Les taupes, encore et toujours
Les taupinières qui émaillent la pelouse figurent parmi les principaux soucis des jardiniers. La solution radicale : le piégeage par un professionnel.
Dans le gazon ras, un dôme de sol se soulève et de la terre finement émiettée ruisselle sur les flancs de ce mini volcan en formation. Quelques centimètres plus bas, une taupe redouble d'efforts pour constituer le réseau de galeries où elle chassera les vers de terre de passage. La taupe creuse une galerie d'une seule patte, plaquant son corps contre la paroi du boyau pour rejeter la terre derrière elle. Elle se retourne pour évacuer les déblais. Elle assène des coups de butoir qui ont vite fait de pousser la terre vers l'arrière de la galerie. Le convoi est dirigé dans une cheminée verticale creusée auparavant. Direction : la surface où la taupinière, ainsi alimentée de l'intérieur, ne tarde pas à s'élargir.
Trucs et astuces
Comment éviter les dégâts des taupes ? Les remèdes de bonne-femme sont légion mais ils ne sont pas efficaces. Les végétaux qui ont réellement une action répulsive (attention aux stands de charlatans lors de foires aux plantes) doivent occuper de manière dense de larges surfaces pour pouvoir développer leurs effets. Enfouir des poils de chien ou des coquilles de moule ne sert à rien. Contrairement à ce qui souvent dit, la taupe n'est pas hémophile et enterrer des tessons de bouteilles ou des branches de rosiers représente surtout un danger pour le jardinier. Les taupes s'habituent vite aux vibrations des moulins fabriqués avec des bouteilles en plastique. En fait, la seule vraie solution consiste à éliminer physiquement les taupes des zones où elles ne sont pas tolérées.
Pièges
Cédric Caillau, la trentaine, est taupier. « Cette activité est pratiquée par ma famille depuis 1850. Déjà tout petit, je suivais mon grand-père dans les prairies quand il plaçait ses pièges. » Les clients principaux de ce professionnel du piégeage qui figure, comme ses confrères, à la rubrique « Taupier » dans l'annuaire à pages jaunes, sont les agriculteurs. Cédric piège les taupes dans les champs qui viennent d'être semés. Les nouvelles galeries des taupes y provoquent des pertes de rendement.

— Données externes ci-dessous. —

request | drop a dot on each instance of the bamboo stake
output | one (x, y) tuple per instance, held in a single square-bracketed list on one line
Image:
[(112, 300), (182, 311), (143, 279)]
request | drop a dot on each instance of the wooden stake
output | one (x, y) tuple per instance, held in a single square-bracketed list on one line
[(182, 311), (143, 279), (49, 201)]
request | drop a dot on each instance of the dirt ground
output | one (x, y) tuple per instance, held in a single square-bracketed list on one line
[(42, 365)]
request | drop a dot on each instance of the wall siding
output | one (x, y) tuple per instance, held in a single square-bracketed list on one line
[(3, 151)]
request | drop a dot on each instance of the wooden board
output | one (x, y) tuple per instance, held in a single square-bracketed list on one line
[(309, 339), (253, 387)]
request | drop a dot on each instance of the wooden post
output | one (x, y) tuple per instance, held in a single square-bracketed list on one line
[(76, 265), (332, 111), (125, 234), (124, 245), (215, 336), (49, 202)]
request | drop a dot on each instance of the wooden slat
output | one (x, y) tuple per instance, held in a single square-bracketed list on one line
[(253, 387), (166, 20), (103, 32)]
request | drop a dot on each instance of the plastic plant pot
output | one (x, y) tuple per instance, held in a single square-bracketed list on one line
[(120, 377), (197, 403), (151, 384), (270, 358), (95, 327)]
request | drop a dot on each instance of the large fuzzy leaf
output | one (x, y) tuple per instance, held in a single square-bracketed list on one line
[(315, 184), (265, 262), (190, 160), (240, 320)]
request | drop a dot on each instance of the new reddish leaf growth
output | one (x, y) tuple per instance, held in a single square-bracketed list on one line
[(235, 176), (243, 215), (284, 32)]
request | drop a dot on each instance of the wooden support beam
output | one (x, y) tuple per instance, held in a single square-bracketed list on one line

Cédric travaille aussi dans les jardins, selon le principe d'un abonnement annuel. Dès qu'une taupe est signalée, il intervient. Il circule d'abord sur la pelouse, en tâtant le sol avec la pointe du pied. Une lourde pointe permet de sonder la terre pour repérer la galerie et son orientation. Ensuite, deux coups de bêche à la bonne profondeur pour délimiter un tronçon de galerie, un coup de bêche par devant et le sol est soulevé. Une fois la large motte de terre basculée vers l'arrière, la galerie est visible de part et d'autre du trou. Cédric place ses pièges dans le boyau, un de chaque côté car on ignore dans quelle partie de la galerie se trouve la taupe. Chaque pince est retenue par un fin piquet de couleur vive. Il empêchera la taupe d'emporter le piège dans la galerie et permettra de repérer les emplacements piégés. La motte est remise en place. Demain, quand Cédric sera de retour, la taupe aura été prise par une de deux pinces.
Les taupes viennent des prairies voisines où elles sont particulièrement bien présentes. « Il faut savoir que la taupe a deux périodes de reproduction par an, avec à chaque fois six à sept jeunes. Il y a donc une pression démographique qui pousse les jeunes taupes à s'écarter du territoire où elles sont nées » explique Cédric. Voilà pourquoi, une fois un jardin débarrassé de ses taupes, le taupier ne doit plus piéger qu'en périphérie les individus qui s'aventurent dans ce territoire libre.